Ernest Chris Chumbley of London, Kentucky, openly admits to shooting his wife, and even called 911 Wednesday to report his actions. Now, he is facing murder charges for her death.
Chumbley, 48, has pleaded not guilty and says his wife, Virginia, wanted to die.
According to Chumbley, Virginia, 44, had been battling breast cancer for a few years. On Wednesday morning, Chumbley says she asked him to end the pain and take her life. He reportedly shot her multiple times with a handgun, killing her in their home.
In a tearful jailhouse interview with CNN affiliate WLEX, Chumbley says he didn't want to kill his wife, but he did anyway for her sake.
"She told me to end the pain, stop the pain," he said, weeping. "Did I want to do it? For her I did. No, I don't. No, I didn't want to do it."
In a separate interview with CNN affiliate WKYT, Chumbley says his wife was given pain pills for her condition, but they did not alleviate her suffering.
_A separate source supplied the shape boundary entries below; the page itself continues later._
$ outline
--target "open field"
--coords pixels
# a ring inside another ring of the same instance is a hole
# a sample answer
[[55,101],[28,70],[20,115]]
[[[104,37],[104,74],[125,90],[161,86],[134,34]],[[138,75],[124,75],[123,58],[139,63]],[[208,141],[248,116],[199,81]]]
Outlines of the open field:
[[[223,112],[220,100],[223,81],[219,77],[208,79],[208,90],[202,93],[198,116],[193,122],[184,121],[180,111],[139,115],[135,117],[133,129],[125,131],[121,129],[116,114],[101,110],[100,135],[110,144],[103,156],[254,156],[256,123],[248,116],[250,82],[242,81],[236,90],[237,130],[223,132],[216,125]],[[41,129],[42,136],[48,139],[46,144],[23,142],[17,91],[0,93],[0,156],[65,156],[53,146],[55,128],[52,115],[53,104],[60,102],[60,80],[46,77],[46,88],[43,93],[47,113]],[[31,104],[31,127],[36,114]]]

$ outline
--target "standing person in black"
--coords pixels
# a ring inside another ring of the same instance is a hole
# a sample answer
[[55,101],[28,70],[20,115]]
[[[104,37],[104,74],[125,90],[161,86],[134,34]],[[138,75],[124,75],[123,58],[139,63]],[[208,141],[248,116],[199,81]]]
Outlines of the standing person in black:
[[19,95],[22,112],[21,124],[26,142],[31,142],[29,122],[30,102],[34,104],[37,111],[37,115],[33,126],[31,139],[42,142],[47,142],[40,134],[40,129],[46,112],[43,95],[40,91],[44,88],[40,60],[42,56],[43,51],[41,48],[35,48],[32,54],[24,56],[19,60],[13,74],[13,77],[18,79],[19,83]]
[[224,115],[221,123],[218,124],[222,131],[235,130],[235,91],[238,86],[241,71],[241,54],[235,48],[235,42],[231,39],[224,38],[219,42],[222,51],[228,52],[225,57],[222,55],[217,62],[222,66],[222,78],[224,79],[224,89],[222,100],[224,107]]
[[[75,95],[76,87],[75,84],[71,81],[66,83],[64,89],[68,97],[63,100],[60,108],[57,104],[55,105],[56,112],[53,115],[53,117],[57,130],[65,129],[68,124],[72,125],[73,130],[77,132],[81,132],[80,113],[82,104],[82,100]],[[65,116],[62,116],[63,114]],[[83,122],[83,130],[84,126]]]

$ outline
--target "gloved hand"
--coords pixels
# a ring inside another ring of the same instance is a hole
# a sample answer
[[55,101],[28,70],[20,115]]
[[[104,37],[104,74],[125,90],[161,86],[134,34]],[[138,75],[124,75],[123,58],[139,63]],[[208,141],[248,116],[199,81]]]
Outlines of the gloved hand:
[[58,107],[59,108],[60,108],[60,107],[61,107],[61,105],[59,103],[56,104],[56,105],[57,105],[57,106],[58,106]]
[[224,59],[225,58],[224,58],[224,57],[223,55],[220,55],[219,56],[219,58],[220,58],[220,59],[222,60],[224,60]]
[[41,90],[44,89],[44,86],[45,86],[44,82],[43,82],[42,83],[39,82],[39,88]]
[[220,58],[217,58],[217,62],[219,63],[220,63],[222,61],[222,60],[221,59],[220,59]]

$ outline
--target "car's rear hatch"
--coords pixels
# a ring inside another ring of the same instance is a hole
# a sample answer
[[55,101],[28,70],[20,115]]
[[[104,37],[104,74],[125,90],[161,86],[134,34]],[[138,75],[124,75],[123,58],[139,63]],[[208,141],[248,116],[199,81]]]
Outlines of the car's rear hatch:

"I said, 'All I've got is what the doctors gave you, the medicine -- the pain pill,'" he told WKYT. "And she said, 'No. I've took enough of them. I want you to stop my pain for good.'"
After shooting his wife, Chumbley allegedly called 911 himself. The call is straightforward: "Yes, I've shot my wife," he tells the operator.
Chumbley is now being held at the Laurel County Detention Facility. A neighbor of the couple says the pair's long marriage was strong, and he wouldn't be surprised if Chumbley's story is true.
"We could hear [Virginia Chumbley] at night, it's like she was gasping for air," Stanley Campbell told WKYT. He elaborated to WLEX: "The only reason I could think he shot her is she probably asked him to, because she was hurting so bad."
Gilbert Acciardo, a spokesperson for the Laurel County Sheriff's Office, told WKYT that they are looking into the case.
"We're still investigating this, it's in its early stages... We are not going to speculate at this point as to what the circumstances of the shooting were," he said.
Despite the charges against him, Chumbley says he takes solace in the fact that he granted his wife's last wish.
"She ain't in pain now," he said. "She was a good woman, a very good woman."